After training, there are two pytorch_model files. Which one should I use? #31

koking0 · 2024-07-15T03:39:48Z

We found two pytorch_model files in the training checkpoint, pytorch_model_1.bin and pytorch_model.bin. Which one should I use?

$ ll time_1720783819_seed10/checkpoint_model_087000/
total 21G
drwxr-xr-x 2 root root 4.0K Jul 15 10:10 ./
drwxr-xr-x 3 root root 4.0K Jul 15 10:10 ../
-rw-r--r-- 1 root root 6.5G Jul 15 10:10 optimizer_1.bin
-rw-r--r-- 1 root root 6.5G Jul 15 10:10 optimizer.bin
-rw-r--r-- 1 root root 4.9G Jul 15 10:10 pytorch_model_1.bin
-rw-r--r-- 1 root root 3.3G Jul 15 10:10 pytorch_model.bin
-rw-r--r-- 1 root root  16K Jul 15 10:10 random_states_0.pkl
-rw-r--r-- 1 root root  988 Jul 15 10:10 scaler.pt
-rw-r--r-- 1 root root 1008 Jul 15 10:10 scheduler_1.bin
-rw-r--r-- 1 root root 1000 Jul 15 10:10 scheduler.bin

We observed that the sizes of these two files differ significantly from the official dmd2_sdxl_1step_unet.bin (10.3 GB), which might indicate an issue.

We tried inference with each of these pytorch_model files but encountered different errors.

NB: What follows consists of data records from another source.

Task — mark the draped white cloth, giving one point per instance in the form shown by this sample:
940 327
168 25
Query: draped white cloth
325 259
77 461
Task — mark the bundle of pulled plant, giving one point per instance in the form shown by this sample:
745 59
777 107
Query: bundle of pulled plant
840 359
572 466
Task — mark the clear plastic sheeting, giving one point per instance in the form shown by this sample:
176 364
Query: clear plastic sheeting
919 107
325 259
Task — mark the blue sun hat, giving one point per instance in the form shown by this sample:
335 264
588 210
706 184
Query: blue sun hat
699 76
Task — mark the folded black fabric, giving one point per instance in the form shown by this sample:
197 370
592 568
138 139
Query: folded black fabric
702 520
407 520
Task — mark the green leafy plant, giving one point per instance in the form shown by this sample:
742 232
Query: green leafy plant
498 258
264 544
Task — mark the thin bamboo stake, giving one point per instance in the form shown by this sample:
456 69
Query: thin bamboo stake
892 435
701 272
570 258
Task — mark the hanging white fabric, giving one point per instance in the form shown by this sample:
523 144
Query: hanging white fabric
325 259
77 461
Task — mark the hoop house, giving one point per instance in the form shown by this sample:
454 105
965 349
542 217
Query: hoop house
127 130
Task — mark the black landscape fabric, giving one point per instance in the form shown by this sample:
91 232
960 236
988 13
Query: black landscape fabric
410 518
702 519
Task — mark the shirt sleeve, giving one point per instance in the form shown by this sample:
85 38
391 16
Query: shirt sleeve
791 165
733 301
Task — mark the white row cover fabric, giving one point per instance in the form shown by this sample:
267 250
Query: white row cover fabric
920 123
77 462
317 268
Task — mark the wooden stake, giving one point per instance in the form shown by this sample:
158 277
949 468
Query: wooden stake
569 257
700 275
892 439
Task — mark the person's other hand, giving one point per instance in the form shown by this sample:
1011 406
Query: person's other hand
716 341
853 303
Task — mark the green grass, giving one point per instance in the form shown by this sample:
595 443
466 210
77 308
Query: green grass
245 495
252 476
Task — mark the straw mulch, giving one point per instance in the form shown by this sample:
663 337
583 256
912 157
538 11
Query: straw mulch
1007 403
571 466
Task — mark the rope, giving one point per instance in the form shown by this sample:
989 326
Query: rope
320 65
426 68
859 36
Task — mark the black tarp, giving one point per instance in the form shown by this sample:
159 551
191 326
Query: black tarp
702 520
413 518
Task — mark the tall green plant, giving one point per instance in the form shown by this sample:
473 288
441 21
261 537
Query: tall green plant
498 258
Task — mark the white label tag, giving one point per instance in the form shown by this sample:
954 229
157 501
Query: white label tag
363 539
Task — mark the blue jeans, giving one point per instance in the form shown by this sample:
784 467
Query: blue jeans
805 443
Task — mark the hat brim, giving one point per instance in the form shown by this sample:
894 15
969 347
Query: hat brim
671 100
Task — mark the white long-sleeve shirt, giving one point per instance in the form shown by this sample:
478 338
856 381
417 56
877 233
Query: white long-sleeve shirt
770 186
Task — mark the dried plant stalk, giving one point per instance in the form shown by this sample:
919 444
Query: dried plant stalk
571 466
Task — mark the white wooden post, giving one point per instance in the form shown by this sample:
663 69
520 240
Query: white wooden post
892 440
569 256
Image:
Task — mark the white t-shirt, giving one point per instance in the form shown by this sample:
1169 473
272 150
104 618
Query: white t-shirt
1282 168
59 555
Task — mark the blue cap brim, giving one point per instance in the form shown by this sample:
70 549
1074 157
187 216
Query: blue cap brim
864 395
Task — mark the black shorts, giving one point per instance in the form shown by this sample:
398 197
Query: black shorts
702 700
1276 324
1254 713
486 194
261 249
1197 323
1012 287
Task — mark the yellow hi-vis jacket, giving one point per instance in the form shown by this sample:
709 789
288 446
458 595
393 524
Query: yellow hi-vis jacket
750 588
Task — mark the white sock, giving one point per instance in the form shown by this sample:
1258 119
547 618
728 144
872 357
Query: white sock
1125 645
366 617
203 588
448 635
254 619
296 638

Using pytorch_model_1.bin for inference:

ckpt_path = "CHECKPOINT/checkpoint_model_087000/pytorch_model_1.bin"
unet.load_state_dict(torch.load(ckpt_path, map_location="cuda"))
pipe = StableDiffusionXLPipeline.from_pretrained(base_model_id, unet=unet).to("cuda")
pipe.scheduler = LCMScheduler.from_config(pipe.scheduler.config)
dmd2_step1_baseline(pipe)

Error:

% CUDA_VISIBLE_DEVICES=1 HF_ENDPOINT=https://hf-mirror.com python eval1024_en_train.py
/ssd2/anaconda3/envs/dmd2/lib/python3.8/site-packages/diffusers/configuration_utils.py:245: FutureWarning: It is deprecated to pass a pretrained model name or path to `from_config`. If you were trying to load a model, please use <class 'diffusers.models.unets.unet_2d_condition.UNet2DConditionModel'>.load_config(...) followed by <class 'diffusers.models.unets.unet_2d_condition.UNet2DConditionModel'>.from_config(...) instead. Otherwise, please make sure to pass a configuration dictionary instead. This functionality will be removed in v1.0.0.
  deprecate("config-passed-as-path", "1.0.0", deprecation_message, standard_warn=False)
Traceback (most recent call last):
  File "eval1024_en_train.py", line 106, in <module>
    unet.load_state_dict(torch.load(ckpt_path, map_location="cuda"))
  File "/ssd2/anaconda3/envs/dmd2/lib/python3.8/site-packages/torch/serialization.py", line 809, in load
    return _load(opened_zipfile, map_location, pickle_module, **pickle_load_args)
  File "/ssd2/anaconda3/envs/dmd2/lib/python3.8/site-packages/torch/serialization.py", line 1172, in _load
    result = unpickler.load()
  File "/ssd2/anaconda3/envs/dmd2/lib/python3.8/site-packages/torch/_utils.py", line 172, in _rebuild_tensor_v2
    set_tensor_metadata(tensor, metadata)
  File "/ssd2/anaconda3/envs/dmd2/lib/python3.8/site-packages/torch/_utils.py", line 163, in set_tensor_metadata
    torch._C._set_tensor_metadata(tensor, metadata)  # type: ignore[attr-defined]
RuntimeError: Unexpected key `base_strides_/1/` passed to setTensorMetadata.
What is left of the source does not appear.